If this is more than a mere furphy, then get ready for the inevitable round of glib speculation about the redundancy of musicians… Apparently, a pair of ubergeeks who made their millions as VoIP developers, have been squirreling away at the problem of polyphonic MIDI transcription and finally found a way of making it viable. (Polyphonic transcription is the ability to translate a piece of music with more than one note playing at one time (ie chords) into MIDI code sequences. Up till now, this has been only 80% possible, which means that 20% of the notes are lost. So it hasn’t really been viable…)
In a couple of weeks time, however, the VoIP geeks are promising to debut faithful MIDI reproductions of old recordings by two long-dead piano virtuosos. Naturally, the recordings contain plenty of polyphony, and if they can pull it off, it will be like cold fusion… that works. We await the debut with serious interest… (via Music Thing)
Ever wished there was a straightforward way of recording the audio streams of net radio? Something as easy as the home taping of FM stations that you used to do on your stereo?... Well there is!

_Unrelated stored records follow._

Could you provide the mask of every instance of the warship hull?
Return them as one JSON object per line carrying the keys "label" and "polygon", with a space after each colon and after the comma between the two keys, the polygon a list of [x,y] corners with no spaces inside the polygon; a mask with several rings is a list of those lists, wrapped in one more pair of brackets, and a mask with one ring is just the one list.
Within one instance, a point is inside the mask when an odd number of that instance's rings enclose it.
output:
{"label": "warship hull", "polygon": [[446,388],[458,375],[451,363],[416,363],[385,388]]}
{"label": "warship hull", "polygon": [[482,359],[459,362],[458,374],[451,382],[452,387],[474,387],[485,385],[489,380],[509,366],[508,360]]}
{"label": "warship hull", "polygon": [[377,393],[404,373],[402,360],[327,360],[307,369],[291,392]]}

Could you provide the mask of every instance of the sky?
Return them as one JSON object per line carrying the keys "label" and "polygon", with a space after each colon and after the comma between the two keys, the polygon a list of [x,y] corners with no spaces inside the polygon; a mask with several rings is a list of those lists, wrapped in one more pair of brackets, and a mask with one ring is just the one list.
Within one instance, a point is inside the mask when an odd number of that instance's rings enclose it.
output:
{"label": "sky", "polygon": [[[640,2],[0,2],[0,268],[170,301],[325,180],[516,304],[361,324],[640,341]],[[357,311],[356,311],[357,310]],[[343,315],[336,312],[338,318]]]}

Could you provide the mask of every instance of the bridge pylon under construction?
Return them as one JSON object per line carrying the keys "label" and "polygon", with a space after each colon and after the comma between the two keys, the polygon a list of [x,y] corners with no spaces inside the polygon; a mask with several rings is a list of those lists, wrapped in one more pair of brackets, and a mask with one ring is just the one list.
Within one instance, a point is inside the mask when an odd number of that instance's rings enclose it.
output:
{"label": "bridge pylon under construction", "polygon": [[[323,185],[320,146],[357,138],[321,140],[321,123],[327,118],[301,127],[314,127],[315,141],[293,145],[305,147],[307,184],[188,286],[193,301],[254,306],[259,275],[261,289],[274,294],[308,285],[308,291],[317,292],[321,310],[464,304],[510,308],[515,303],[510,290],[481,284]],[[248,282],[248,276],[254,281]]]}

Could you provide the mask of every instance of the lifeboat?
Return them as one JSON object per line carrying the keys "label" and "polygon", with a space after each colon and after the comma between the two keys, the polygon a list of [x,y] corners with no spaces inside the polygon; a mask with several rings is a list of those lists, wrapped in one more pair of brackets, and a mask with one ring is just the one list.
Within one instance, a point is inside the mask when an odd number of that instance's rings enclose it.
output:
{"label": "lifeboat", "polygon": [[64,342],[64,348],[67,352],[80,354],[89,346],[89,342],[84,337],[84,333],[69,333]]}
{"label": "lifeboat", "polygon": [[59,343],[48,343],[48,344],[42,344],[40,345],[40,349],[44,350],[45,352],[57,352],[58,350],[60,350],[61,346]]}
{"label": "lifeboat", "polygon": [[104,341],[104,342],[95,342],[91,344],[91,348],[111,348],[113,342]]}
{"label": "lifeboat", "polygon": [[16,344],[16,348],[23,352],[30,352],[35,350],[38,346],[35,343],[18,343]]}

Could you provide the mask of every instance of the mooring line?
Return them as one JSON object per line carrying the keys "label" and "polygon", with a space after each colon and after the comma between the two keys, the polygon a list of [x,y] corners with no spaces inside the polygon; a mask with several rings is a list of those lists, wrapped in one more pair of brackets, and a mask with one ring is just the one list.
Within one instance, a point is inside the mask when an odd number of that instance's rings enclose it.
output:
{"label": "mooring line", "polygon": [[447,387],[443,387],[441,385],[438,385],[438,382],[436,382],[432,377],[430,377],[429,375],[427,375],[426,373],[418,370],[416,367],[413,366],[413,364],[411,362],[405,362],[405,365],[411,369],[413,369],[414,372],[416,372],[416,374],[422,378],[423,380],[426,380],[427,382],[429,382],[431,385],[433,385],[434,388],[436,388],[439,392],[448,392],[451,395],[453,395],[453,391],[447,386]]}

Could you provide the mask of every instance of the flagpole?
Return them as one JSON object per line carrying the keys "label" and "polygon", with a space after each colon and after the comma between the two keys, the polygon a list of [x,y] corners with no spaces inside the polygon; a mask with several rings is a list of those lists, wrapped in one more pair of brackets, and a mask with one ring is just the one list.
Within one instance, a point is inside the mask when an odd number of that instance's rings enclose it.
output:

Basically you just need to download Streambox VCR (which lets you download audio streams), dBpowerAMP Music Converter (to convert the streams into mp3s), a few codecs, and a "file selector"... and you're ready to rip! For a more detailed run down of the process, go to this entry in Swen's blog.
And while you're there, you might want to check out the rest of Swen's site, which is primarily devoted to posting links to mp3s by artists featured in that avant-music journal The Wire. His most recent crop features Iron & Wire, Bark Psychosis, Mum, Pixies reunion concert bootlegs, groups from Weilheim, Germany (eg The Notwist, Village of Savoonga), and China's first all grrl punk band, Hang on The Box.